Cuando todo parecía sentenciado y la tía estiraba el brazo para coger la delicada mano de la bella, en una escena a la que solo le faltaba un fondo musical de película, algo cambió el rumbo de la historia. Repentinamente, la hermosa mujer lanzó la noticia que nos paralizó a todos (que ya éramos partícipes de aquel guion de telenovela). Una noticia que no solo dejó petrificada a la tía, sino que, más grave aún, desacomodó casi hasta el desmayo al hombre que hasta allí no había dicho gran cosa. Ciertamente, que te avisen, así, de repentino, que tu pareja estaba embarazada y que la escuches decir, valientemente, que lo iba a tener de todas maneras y que, por lo tanto, ya nada los iba separar, deja, a cualquiera, como mínimo, estupefacto.
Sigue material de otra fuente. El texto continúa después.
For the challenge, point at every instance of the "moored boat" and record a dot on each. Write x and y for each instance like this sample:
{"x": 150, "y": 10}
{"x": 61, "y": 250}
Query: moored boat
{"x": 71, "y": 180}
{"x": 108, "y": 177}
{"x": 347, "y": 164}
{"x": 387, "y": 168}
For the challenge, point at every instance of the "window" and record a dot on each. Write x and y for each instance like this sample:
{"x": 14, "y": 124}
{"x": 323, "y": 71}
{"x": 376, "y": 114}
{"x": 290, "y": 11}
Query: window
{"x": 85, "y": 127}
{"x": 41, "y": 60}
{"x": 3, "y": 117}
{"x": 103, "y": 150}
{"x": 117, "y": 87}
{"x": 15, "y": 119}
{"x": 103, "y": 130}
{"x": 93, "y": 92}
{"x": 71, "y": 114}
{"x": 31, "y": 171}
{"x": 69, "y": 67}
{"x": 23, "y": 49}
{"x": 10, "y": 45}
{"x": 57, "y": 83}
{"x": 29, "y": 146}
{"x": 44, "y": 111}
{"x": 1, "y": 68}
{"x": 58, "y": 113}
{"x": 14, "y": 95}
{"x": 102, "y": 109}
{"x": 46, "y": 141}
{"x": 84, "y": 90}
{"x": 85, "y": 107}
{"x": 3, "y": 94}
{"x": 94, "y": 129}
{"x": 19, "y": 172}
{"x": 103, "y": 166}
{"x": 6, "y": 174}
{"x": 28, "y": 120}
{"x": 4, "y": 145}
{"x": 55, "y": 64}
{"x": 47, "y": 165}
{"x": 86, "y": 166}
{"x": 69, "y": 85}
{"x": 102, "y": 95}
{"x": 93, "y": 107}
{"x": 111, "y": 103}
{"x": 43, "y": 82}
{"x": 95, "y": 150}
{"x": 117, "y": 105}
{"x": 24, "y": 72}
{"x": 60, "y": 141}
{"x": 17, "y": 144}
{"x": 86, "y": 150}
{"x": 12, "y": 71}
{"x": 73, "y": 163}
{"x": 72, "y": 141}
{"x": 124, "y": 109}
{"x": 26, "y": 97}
Todos nos miramos con la misma sorpresa: anonadados. La tía también palideció y soltó la mano de la sobrina. La bella cogió el brazo de su hombre y lo colocó sobre sus hombros. La bufanda del enamorado ahora no lucía con la prestancia de antes, sino algo confusa. Todo en él parecía haberse descolocado.
Seguramente esa historia iba a tener más capítulos. Sin embargo, para los curiosos que pronto íbamos a retomar nuestro camino, la historia finalizaba con la imagen de bella joven alejándose con su veterano amor y con la tía retirándose aturdida por el impacto.
Lo cierto es que cuando vimos a la pareja regresar sobre sus pasos por la ya casi oscura alameda de la avenida Pardo, el hombre parecía casi un anciano de pasos cansados.